Research Article
Volume 7 Issue 3 - 2020
Prevalence of Helicobacter pylori Infection in Nondiabetic NAFLD and its Association in the Severity of Fibrosis
Warisara Siricharoonwong* and Rattana Boonsirichan
Division of Gastroenterology, Department of Internal Medicines, Faculty of Medicine Vajira Hospital, Navamindradhiraj University, Bangkok, Thailand
*Corresponding Author: Warisara Siricharoonwong, Division of Gastroenterology, Department of Internal Medicines, Faculty of Medicine Vajira Hospital, Navamindradhiraj University, Bangkok, Thailand.
Received: December 09, 2019; Published: February 06, 2020




Abstract

Background: Nonalcoholic fatty liver disease (NAFLD) is one of the most common causes of cirrhosis worldwide. A considerable amount of patients without DM still has NASH and advanced fibrosis. Helicobacter pylori (H. pylori) infection contribute to the increase in levels of pro-inflammatory cytokines which have different metabolic effects and associated with insulin resistance (IR). Therefore, H. pylori may possibly have an effect on fibrosis progression in NAFLD in nondiabetic patients.

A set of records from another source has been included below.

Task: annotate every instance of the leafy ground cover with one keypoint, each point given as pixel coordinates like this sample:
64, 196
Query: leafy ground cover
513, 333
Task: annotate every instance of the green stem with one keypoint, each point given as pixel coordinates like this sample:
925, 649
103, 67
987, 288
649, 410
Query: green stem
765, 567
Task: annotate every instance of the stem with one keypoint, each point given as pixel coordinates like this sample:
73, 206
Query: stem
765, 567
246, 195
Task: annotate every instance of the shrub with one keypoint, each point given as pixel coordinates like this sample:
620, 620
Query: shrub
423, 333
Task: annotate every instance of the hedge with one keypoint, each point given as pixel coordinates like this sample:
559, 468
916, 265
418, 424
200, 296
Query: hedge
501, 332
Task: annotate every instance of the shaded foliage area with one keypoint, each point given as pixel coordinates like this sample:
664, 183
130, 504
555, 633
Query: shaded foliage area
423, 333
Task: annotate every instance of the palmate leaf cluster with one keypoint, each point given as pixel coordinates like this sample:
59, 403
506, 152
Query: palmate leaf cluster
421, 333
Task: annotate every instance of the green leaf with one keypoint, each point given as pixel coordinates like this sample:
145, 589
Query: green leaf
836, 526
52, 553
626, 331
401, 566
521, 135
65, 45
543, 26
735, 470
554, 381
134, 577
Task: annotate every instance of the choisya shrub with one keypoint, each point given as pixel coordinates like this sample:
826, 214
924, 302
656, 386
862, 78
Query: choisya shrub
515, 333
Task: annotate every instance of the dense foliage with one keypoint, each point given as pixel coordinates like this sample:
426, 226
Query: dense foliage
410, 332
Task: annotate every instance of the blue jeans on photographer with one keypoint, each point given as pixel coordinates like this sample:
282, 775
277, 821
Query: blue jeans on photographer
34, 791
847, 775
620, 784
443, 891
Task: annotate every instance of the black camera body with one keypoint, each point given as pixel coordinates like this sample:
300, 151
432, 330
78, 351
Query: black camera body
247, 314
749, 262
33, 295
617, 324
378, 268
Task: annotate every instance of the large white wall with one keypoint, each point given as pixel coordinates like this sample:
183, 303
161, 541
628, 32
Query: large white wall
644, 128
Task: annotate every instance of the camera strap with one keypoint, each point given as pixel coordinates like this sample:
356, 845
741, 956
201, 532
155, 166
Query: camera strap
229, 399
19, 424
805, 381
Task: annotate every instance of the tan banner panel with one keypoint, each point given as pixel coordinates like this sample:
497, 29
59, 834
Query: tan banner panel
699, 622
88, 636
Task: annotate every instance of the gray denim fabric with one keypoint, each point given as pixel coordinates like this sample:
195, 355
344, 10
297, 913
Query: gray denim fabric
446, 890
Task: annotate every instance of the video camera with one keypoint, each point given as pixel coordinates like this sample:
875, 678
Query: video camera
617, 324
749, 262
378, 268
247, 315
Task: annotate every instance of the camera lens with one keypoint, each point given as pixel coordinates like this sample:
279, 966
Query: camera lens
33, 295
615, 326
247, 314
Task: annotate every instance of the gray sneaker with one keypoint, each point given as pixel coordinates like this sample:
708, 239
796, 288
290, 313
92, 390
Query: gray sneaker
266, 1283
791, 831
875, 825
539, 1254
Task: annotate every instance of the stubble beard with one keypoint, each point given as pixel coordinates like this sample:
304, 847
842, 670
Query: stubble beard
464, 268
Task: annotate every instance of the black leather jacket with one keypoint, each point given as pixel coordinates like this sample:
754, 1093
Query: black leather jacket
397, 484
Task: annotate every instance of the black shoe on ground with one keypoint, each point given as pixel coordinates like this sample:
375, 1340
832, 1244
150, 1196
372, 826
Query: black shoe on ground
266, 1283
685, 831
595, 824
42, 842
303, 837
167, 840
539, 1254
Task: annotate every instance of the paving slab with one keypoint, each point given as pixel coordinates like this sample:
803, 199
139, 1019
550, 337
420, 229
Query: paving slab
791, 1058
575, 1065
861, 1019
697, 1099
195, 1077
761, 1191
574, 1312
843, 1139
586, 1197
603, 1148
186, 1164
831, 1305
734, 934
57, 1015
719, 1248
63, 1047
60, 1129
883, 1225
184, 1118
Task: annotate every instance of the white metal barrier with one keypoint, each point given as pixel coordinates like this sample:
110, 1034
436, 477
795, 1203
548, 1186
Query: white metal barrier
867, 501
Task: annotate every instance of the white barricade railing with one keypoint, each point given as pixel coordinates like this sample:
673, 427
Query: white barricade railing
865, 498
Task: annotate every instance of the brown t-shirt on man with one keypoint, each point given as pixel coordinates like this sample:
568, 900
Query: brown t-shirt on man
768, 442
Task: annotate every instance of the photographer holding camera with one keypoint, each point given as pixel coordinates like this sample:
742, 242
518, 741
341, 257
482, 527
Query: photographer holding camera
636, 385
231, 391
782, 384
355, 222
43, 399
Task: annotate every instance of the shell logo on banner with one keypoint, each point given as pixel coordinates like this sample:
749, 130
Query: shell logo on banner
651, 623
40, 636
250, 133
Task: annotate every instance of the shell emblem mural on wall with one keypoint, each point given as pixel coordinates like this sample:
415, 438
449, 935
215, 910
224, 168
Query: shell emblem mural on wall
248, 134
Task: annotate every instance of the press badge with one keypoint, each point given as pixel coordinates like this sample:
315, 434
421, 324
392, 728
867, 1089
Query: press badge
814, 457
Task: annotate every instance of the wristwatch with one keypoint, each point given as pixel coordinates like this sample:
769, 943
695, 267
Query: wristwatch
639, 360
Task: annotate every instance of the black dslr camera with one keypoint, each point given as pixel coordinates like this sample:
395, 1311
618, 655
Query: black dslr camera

Objectives: Our study aims to investigate the prevalence of H. pylori infection in non-diabetic NAFLD patient and its association in advance fibrosis.

Method: Nondiabetic patients who were diagnosed NAFLD by abdominal ultrasonography and/or controlled attenuation parameter (CAP) from FibroScan® were recruited for H. pylori infection testing by a 14C-urea breath test. All participants were evaluated liver fibrosis with transient elastography. They were collected standard biochemical test (e.g. FPG, LDL, liver function test) and interleukin-6 to evaluate the inflammatory response. To minimized the confounding effect, we excluded patients who had BMI > 28 kg/m2 or received steatogenic drugs. The outcome was the prevalence of H. pylori infection in NAFLD patients. We also investigated factors which independently associated with advanced fibrosis.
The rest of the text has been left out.